For almost one hundred years, Titanic has rested in the still waters of the Atlantic, 12,500 feet below the surface. The living memories of the night of April 14 1912, when she hit an iceberg and sank with more than 1500 passengers aboard, are fading away with the last survivors. What remains the most tangible reminder of the Titanic story is the wreck itself.
Dr. Robert Ballard, who searched tirelessly for the wreck and discovered it in 1985, gave the world its first images of the great ship since she plunged to the bottom of the ocean.
'When it comes to the Titanic, I feel a sense of responsibility. I suppose it‘s like discovering an historical or archaeology site: it‘s not yours, it‘s owned by the human race, but one worries about it, one tries to protect it, and does everything one can for it‘.
Nearly twenty years later, Dr Robert Ballard returned to the wreck and has taken even more vivid photos. In Titanic The Last Great Images, these photos illuminate the majesty and grandeur of the world‘s most renowned maritime disaster.
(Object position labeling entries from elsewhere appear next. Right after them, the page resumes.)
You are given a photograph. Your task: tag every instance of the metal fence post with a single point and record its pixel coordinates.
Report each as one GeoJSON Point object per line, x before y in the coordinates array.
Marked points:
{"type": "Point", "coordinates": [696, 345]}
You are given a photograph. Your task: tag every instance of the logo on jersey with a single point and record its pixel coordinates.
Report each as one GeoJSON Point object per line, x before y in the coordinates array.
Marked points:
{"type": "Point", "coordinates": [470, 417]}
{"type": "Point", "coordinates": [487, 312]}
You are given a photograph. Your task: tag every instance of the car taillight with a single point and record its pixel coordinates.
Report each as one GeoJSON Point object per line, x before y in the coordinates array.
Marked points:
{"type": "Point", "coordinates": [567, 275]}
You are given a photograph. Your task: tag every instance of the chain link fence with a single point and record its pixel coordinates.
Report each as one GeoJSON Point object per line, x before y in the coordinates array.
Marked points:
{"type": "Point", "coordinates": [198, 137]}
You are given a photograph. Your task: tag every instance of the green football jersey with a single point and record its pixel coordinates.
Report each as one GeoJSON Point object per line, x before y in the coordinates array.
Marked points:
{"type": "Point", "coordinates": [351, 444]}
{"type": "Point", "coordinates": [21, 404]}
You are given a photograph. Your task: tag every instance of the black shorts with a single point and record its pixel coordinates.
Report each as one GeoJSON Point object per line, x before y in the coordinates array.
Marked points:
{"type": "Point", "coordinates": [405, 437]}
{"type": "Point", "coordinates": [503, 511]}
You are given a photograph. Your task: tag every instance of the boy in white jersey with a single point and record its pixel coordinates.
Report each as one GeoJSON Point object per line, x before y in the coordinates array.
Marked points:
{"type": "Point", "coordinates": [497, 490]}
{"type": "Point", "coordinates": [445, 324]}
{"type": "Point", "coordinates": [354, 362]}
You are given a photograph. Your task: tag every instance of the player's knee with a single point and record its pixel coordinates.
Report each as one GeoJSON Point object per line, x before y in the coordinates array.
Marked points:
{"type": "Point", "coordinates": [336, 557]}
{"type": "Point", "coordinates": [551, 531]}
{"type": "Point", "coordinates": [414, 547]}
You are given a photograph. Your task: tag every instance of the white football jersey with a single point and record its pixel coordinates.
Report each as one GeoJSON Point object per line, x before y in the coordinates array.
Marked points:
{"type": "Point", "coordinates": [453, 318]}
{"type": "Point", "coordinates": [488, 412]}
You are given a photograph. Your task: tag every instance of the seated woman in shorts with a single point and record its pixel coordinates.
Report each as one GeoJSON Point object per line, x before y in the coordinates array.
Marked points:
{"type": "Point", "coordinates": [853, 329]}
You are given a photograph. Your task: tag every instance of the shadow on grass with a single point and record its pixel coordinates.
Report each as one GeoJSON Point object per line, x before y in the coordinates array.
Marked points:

'To sit by for twenty years and watch everyone have their way with Titanic - often doing things I wasn‘t terribly happy about - was hard. I saw this as an opportunity to pay my respects to the ship, somewhat apologizing for the mean-spirited way in which the wreck has been picked over and vandalized‘.
Dr Ballards first expedition took place when telepresence technology had been its earliest stages, his latest trip was to show the world that the technology had arrived for 'electronic travel‘. All shot in high definition, this book features the cleanest and clearest images yet of the underwater museum.
Dr Ballard‘s underwater photographs show the wreck and the surrounding debris field in painstaking detail. These new images reveal portions of the wreck from a variety of perspectives, taking us on a detailed tour of the ship. Using high-tech under-water image, historical black-and-white photos, and period illustrations, Titanic The Last Great Images recounts the tragic liner‘s history as never before.
Detailed images of Titanic‘s great reciprocating engines and massive boilers help us understand her technological significance as the culmination of sixty years of intense competition in the world luxury liners. The still-gleaming telemotor on her bridge, the opening to the crow ‘s nest and the lifeboat davits still poignantly extended outboard tell the tale of the dreadful night she sank. A glimpse of the champagne bottles scattered across the sea floor or the gap that once held the magnificent first-class staircase evokes the stratified society that produced Titanic.
Other images remind us that Titanic was also a human story. A leather suitcase or a pair of shoes marks where a body once lay, and other haunting reminders of the passengers which found themselves helplessly enmeshed in an epic catastrophe.
Titanic The Last Great Images provide us the clearest view of Titanic that we have ever seen, or will ever see. The rapidly deteriorating wreck may soon be gone - and then all we have left is her stories.
Dr Robert Ballard discovered the wreck Titanic on September 1, 1985 - seventy-three years after the great vessel sank. He is one of the world‘s leading marine geologists and has been instrumental in the development of new underwater exploration technology and with the NOAA international treaty to protect the ship from salvagers.